Is she going to invite her in? I asked the dragon, excited. It would be so much more fun to watch the negotiations in person.

“No. That would do her too much honor.”

And indeed, Nagi was saying, “So, on what matter did you wish to petition His Majesty?”

Floridiana rasped out a humorless chuckle. “I think you know exactly why I’m here, spirit.”

Nagi rose to the tip of her tail to tower over the human. “Do enlighten me.”

Turning to show her audience her heroic profile, the mage swept an arm in a dramatic half-circle, encompassing everyone on the riverbank and the parched earth itself. “The drought, spirit! The drought! Can you not feel the groans of the land as it bakes and shatters? Can you not hear the cries of the people as they watch their crops wither and die? Do you not see the smoke of funerary incense and the tears of the bereaved painted across these merciless skies?”
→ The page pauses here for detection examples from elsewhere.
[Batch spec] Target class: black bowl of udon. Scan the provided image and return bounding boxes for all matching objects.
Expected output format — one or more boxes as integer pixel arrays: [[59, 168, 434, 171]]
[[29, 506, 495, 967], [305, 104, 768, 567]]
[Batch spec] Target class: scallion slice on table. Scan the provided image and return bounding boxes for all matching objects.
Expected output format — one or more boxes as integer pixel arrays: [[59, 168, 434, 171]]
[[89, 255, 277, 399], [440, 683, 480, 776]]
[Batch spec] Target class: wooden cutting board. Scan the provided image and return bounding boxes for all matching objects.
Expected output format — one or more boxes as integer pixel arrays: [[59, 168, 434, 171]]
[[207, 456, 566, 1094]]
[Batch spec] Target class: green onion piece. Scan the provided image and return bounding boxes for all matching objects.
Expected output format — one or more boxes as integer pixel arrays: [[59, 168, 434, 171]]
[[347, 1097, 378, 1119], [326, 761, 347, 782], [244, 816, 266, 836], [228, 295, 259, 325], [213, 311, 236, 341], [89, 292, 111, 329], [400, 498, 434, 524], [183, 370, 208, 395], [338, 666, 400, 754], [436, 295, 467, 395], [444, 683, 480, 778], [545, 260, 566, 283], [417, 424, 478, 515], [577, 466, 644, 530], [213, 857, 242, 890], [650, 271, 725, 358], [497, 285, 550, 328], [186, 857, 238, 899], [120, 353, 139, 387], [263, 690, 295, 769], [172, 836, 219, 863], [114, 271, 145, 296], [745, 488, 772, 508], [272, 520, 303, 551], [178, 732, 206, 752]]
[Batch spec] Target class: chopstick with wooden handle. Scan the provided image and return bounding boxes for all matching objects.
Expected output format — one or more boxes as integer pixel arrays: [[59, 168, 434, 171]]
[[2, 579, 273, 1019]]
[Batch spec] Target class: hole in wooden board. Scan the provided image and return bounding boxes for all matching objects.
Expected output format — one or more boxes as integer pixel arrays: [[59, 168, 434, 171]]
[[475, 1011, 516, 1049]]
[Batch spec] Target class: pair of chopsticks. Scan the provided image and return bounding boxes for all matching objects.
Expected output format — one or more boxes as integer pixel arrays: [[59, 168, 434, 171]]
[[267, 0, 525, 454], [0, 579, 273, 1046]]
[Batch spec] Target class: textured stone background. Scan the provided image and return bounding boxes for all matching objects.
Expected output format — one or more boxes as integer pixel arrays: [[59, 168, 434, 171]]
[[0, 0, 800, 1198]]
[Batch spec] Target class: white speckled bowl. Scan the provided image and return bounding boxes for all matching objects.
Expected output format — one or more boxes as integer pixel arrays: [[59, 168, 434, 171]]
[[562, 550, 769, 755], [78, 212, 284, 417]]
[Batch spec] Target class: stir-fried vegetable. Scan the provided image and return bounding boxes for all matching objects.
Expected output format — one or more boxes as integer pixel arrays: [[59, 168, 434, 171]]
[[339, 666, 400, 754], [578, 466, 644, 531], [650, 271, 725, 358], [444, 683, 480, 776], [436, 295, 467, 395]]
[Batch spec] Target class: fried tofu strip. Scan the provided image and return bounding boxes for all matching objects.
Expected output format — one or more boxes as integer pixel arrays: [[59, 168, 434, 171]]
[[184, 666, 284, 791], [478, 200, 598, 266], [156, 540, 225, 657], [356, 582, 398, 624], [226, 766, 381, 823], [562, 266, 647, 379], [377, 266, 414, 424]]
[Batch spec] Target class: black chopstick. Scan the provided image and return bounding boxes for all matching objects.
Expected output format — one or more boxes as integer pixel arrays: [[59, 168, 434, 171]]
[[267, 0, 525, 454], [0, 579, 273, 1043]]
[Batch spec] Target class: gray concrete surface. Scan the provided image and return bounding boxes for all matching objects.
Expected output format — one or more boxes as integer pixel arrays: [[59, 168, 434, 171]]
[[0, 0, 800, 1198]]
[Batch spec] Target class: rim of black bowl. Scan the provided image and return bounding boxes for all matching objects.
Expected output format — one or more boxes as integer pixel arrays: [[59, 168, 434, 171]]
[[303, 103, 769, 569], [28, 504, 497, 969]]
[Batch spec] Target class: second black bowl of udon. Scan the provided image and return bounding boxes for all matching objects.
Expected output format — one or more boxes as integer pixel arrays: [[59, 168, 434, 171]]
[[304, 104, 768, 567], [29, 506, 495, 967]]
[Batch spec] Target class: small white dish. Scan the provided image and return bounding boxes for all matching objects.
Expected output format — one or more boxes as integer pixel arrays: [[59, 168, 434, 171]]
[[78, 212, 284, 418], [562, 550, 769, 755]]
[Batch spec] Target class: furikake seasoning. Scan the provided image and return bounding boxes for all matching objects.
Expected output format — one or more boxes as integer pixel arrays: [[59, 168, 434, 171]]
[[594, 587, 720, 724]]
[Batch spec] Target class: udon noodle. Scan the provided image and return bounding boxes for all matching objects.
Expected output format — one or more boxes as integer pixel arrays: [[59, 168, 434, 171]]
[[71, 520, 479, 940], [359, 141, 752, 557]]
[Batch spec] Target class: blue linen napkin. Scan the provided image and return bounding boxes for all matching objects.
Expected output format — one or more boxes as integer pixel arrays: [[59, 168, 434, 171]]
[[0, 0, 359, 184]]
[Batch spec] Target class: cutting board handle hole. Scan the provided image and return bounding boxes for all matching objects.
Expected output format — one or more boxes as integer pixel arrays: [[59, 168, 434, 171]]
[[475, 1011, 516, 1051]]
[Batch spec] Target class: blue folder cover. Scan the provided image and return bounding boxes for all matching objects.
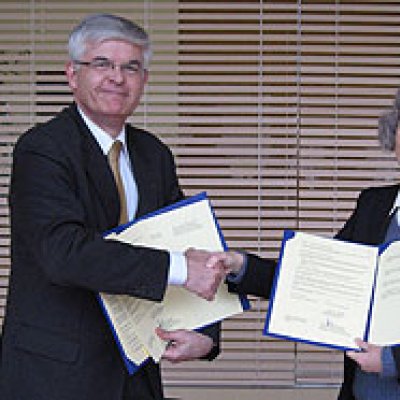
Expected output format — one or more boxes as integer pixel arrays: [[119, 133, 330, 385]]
[[97, 192, 250, 375], [263, 230, 396, 351]]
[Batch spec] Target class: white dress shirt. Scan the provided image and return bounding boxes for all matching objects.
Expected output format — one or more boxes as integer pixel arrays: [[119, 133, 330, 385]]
[[78, 108, 187, 285]]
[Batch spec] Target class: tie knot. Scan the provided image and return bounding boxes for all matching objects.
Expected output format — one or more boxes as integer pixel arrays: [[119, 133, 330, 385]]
[[107, 140, 122, 165]]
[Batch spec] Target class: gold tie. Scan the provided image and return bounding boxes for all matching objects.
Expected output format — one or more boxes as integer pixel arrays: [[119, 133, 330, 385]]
[[107, 140, 128, 225]]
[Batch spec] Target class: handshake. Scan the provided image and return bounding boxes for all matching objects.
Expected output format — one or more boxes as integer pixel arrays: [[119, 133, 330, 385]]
[[183, 248, 244, 300]]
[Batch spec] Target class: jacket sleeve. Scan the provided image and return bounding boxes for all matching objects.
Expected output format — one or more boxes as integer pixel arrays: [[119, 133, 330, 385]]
[[228, 254, 276, 298]]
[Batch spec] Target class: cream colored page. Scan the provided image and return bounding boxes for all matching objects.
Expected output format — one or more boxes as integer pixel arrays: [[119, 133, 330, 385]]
[[100, 293, 149, 365], [368, 242, 400, 345], [269, 233, 377, 348], [101, 200, 243, 361]]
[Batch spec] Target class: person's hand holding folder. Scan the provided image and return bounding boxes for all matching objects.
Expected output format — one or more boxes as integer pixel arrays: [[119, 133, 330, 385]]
[[183, 248, 226, 300]]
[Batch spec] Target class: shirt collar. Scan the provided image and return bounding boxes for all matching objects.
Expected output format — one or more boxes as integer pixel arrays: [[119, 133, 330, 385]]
[[389, 190, 400, 215], [78, 107, 126, 155]]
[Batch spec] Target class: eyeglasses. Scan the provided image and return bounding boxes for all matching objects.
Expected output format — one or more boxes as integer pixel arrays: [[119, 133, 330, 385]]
[[73, 57, 143, 76]]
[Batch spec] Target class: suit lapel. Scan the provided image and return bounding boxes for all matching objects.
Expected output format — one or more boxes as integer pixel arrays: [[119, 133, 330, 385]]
[[126, 125, 159, 217], [68, 105, 119, 226], [370, 185, 399, 243]]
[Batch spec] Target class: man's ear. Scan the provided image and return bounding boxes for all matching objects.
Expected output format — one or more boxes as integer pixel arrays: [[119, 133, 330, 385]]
[[65, 61, 76, 89]]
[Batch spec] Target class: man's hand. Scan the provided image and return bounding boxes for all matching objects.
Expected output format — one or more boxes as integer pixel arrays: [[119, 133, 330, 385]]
[[156, 328, 214, 363], [183, 249, 226, 300], [346, 339, 382, 373], [207, 251, 244, 273]]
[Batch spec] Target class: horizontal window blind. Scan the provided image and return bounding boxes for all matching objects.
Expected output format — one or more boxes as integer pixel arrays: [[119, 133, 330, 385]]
[[0, 0, 400, 387]]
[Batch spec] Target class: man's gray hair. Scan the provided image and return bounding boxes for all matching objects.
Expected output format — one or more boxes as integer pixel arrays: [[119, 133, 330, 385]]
[[68, 14, 151, 69], [378, 89, 400, 151]]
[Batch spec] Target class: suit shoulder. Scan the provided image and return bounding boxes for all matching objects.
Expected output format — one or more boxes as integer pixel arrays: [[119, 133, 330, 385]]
[[15, 109, 80, 151], [127, 125, 171, 153], [359, 184, 399, 200]]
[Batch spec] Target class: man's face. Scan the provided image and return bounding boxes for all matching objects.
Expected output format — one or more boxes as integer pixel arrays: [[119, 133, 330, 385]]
[[66, 40, 147, 131]]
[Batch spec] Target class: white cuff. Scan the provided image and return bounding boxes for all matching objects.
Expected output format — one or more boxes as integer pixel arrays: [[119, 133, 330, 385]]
[[168, 251, 187, 285]]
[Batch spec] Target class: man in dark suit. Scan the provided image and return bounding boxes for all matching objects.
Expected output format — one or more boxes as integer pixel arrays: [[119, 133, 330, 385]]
[[337, 184, 400, 400], [203, 98, 400, 400], [0, 15, 224, 400]]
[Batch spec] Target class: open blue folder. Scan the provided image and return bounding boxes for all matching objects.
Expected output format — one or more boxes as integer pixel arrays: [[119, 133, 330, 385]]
[[263, 230, 400, 350], [98, 192, 250, 374]]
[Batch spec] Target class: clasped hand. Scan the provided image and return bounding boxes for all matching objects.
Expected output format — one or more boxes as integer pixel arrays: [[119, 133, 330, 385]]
[[184, 248, 243, 300], [346, 339, 382, 374]]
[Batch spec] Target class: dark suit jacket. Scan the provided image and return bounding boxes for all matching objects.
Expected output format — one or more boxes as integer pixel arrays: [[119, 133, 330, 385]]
[[229, 185, 400, 400], [337, 185, 400, 400], [0, 105, 219, 400]]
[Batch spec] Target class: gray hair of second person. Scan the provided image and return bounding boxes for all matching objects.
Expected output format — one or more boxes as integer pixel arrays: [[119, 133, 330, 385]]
[[378, 89, 400, 151], [68, 14, 151, 69]]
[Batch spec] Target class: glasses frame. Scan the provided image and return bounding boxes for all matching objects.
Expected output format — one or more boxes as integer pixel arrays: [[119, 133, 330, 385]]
[[73, 57, 144, 76]]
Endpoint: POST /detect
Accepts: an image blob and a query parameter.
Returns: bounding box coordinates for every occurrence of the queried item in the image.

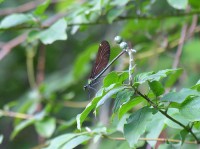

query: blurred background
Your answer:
[0,0,200,149]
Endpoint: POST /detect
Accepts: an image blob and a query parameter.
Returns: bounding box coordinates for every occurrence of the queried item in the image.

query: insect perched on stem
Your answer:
[84,40,125,93]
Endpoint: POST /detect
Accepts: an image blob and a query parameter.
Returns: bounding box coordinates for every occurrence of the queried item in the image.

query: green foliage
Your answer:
[0,0,200,149]
[0,13,33,29]
[124,107,153,147]
[167,0,188,9]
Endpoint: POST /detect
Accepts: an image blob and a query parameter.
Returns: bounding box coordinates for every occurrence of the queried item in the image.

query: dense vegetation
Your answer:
[0,0,200,149]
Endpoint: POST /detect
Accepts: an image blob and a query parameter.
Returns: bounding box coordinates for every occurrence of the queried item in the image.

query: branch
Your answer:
[103,135,197,144]
[36,44,45,85]
[0,0,62,16]
[133,88,200,144]
[0,33,27,60]
[172,24,187,68]
[0,13,64,61]
[0,110,33,119]
[62,101,90,108]
[0,0,45,16]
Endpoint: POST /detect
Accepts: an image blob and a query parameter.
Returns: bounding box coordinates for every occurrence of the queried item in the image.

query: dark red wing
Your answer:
[90,40,110,79]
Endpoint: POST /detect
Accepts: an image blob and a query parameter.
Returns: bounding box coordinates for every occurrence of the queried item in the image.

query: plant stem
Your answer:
[134,88,200,144]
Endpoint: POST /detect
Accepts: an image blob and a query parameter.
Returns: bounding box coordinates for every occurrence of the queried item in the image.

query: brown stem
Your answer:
[172,24,187,68]
[36,44,45,85]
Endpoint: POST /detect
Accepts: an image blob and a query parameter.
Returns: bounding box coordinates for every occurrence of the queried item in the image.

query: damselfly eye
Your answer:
[90,40,110,79]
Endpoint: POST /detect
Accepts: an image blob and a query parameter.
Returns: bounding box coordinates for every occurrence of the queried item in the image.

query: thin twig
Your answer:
[36,44,45,85]
[133,88,200,144]
[0,110,33,119]
[0,12,67,61]
[0,0,62,16]
[0,33,27,60]
[186,15,198,39]
[172,24,187,68]
[62,101,90,108]
[104,135,197,144]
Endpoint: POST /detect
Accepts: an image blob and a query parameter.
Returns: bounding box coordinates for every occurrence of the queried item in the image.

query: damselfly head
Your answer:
[83,84,88,91]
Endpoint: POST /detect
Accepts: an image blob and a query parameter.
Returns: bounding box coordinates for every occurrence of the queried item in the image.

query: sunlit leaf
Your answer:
[34,0,51,15]
[161,88,200,103]
[38,19,67,44]
[180,96,200,122]
[167,0,188,9]
[61,135,91,149]
[0,13,33,29]
[124,107,153,147]
[35,117,56,138]
[149,81,165,96]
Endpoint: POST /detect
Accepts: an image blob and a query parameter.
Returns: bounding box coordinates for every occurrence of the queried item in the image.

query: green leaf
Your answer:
[180,129,189,144]
[38,19,67,44]
[111,0,129,6]
[35,117,56,138]
[45,133,81,149]
[0,135,3,144]
[0,13,33,29]
[161,88,200,103]
[34,0,51,15]
[165,69,183,88]
[103,71,128,87]
[148,81,165,96]
[146,112,166,148]
[61,135,91,149]
[118,96,144,119]
[107,8,124,23]
[11,111,45,139]
[11,118,36,139]
[134,69,180,86]
[167,0,188,9]
[118,71,129,84]
[124,107,153,148]
[113,90,134,113]
[189,0,200,9]
[180,97,200,121]
[96,86,126,109]
[165,108,189,130]
[191,80,200,92]
[73,44,98,79]
[76,86,104,130]
[103,71,119,87]
[159,143,181,149]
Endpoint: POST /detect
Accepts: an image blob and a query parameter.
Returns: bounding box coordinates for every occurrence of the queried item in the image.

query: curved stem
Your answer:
[133,88,200,144]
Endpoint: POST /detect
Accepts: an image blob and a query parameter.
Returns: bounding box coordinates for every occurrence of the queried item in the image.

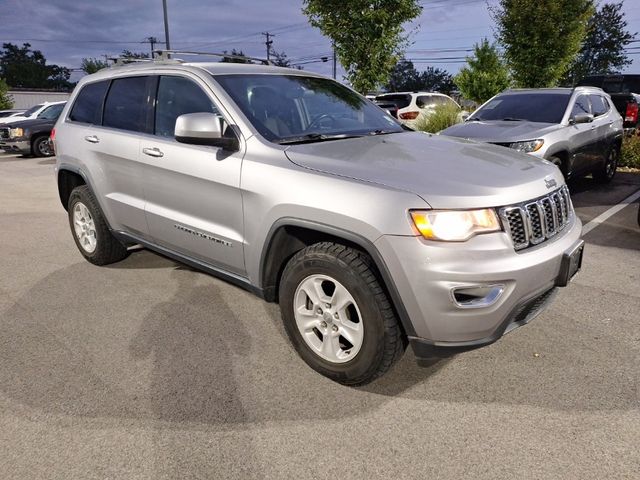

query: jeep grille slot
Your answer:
[499,185,573,250]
Well, no. The skies were bright blue and cloudless. That was both the problem and the point. Also, no one had starved to death yet. That would come this winter. Ugh, poets – I’d always hated them. If I were in charge, it would be time for another round of censorship.

Nagi was similarly unmoved by Floridiana’s language. “Rain is allotted by Heaven. If you have an issue with that, I suggest you pray.”

The mage flung her arms wide. “As the people of this barony have been doing for the entire Lotus Moon! It is you who failed to secure more rain for them at the Meeting of the Dragon Host! Do not blame the innocent for your own failure!”

Shouts of assent rose from the crowd, although no one seemed inclined to charge into the river to back up their champion.

Leaning forward, Floridiana stabbed a finger through the water, right into Nagi’s face. “The failing is yours, spirit. Yours – and your king’s. It is for you to redress this failing and bring rain to these people.”

And to provide a thesaurus?

Nagi’s eyes moved deliberately from the mage’s finger to her face. Then the snake’s mouth peeled back to bare her fangs. “Remove your hand, human.”

But of course Floridiana couldn’t back down, not in front of so many people. Waggling the finger under Nagi’s nostrils, she proclaimed, “I, Mage Floridiana, have come to force you to save the people of this barony!”

Off to the side, Captain Carpio had been puffing up with rage as he watched, and now he exploded. “You two-bit – You carrion-eating – !” Sputtering, he waved his fin at the frogs. “Attack!”